The authors of “Fool Me Twice” note that “President Obama’s advisory commission, it seems, cannot stomach the public raising questions about the ‘science’ underlying global warming theory and the entire green agenda. Never mind the stunning revelation that much of the so-called settled science is, in fact, questionable, and that certain politically motivated scientists conspired, with evident success, to suppress that knowledge. For PCAP, the public, along with dissenting scientists, simply have no right to air such questions.”
Limbaugh, host of the nation’s top-rated radio program, said previously “the whole Democrat Party” supports revival of the controversial policy.
“If they get their way,” Limbaugh said, “they’re going to do their best to re-impose the Fairness Doctrine. We’re not going to go down without a fight, and I’m not crying about this. I’m just trying to illustrate what’s at stake here. It’s a lot more than judges. These people are going to try to consolidate their power and just get rid of anybody that disagrees with them. All dissent is going to be squelched.”

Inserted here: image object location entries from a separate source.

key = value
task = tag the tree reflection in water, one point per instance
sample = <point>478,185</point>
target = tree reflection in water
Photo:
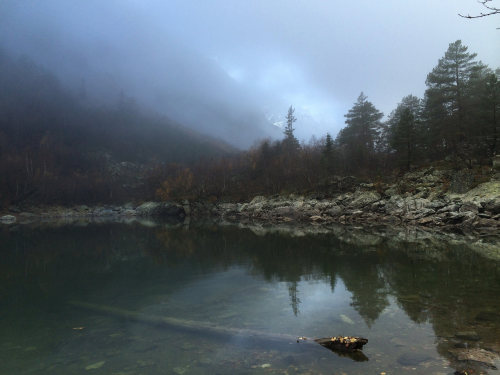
<point>446,284</point>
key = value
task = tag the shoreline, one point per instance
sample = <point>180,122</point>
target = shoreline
<point>417,200</point>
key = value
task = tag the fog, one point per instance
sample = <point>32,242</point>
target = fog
<point>231,68</point>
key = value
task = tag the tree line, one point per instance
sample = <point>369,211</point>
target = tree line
<point>456,122</point>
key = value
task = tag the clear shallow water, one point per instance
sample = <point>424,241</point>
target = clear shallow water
<point>416,303</point>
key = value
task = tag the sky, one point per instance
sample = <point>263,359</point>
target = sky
<point>232,68</point>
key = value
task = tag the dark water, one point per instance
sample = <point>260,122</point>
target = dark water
<point>420,304</point>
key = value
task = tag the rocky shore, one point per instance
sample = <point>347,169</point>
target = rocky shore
<point>426,198</point>
<point>418,199</point>
<point>130,211</point>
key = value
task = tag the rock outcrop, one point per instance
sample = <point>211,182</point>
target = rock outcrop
<point>419,199</point>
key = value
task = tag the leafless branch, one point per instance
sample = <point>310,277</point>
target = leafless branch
<point>491,10</point>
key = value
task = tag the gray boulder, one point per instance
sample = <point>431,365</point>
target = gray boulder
<point>7,219</point>
<point>160,209</point>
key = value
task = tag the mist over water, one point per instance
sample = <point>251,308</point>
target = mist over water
<point>231,69</point>
<point>408,298</point>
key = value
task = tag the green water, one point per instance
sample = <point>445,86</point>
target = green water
<point>416,302</point>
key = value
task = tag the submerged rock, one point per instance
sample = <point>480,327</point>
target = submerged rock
<point>413,359</point>
<point>7,219</point>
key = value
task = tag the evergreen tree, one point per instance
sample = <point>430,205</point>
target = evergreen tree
<point>488,121</point>
<point>404,128</point>
<point>327,157</point>
<point>447,104</point>
<point>362,134</point>
<point>290,142</point>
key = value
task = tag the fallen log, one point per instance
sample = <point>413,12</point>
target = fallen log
<point>342,345</point>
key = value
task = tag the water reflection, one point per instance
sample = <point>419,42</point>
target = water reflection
<point>441,283</point>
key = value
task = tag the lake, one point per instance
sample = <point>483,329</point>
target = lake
<point>80,299</point>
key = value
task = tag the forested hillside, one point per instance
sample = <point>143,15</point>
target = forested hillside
<point>456,124</point>
<point>55,147</point>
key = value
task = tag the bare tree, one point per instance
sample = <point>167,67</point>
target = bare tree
<point>491,10</point>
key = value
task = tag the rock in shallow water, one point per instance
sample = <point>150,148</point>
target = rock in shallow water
<point>413,359</point>
<point>7,219</point>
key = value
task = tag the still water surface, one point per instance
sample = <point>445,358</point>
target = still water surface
<point>421,305</point>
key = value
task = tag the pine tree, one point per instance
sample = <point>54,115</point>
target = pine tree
<point>361,136</point>
<point>404,128</point>
<point>447,104</point>
<point>327,157</point>
<point>290,142</point>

Limbaugh says the Fairness Doctrine is not equal time, and during a 2008 program, he explained how it used to work:
“I’ll use myself,” he said. “Let’s apply it as it does today. I talked about the leftists and their environmental wacko agenda. OK, so how many leftist groups are there in this country that could call every one of my 600-plus radio stations and say, ‘We don’t like what Limbaugh said, and we need a chance to respond.’ So you’ve got 600 general managers at radio stations, ‘We have to, the law says I gotta put ‘em on here.’
“So you have to put on nonprofessionals, give them some time, they get a chance to answer this stuff, you end up with boring radio, and you end up with a nightmare of logistics. The way it would manifest itself over a passage of time is that a lot of management just wouldn’t put up with. ‘I can’t run a radio station this way where most of my day is spent answering the phone from a bunch of liberals demanding that they get some time on the radio to respond to whatever my conservative hosts are saying,’ and so they shut it down. They kill the format, and they go play Chinese opera or whatever. That’s the objective.”
Constitutional or not?
Meanwhile, some of the brightest legal minds in America are questioning the legality of the Fairness Doctrine.
As WND reported, at least one U.S. Supreme Court justice has suggested the off-the-books policy could be declared unconstitutional if it’s revived and brought before the bench.
In written discussion on an April 2009 ruling cracking down on indecent language on television, Justice Clarence Thomas called the policy “problematic” and a “deep intrusion into the First Amendment rights of broadcasters.”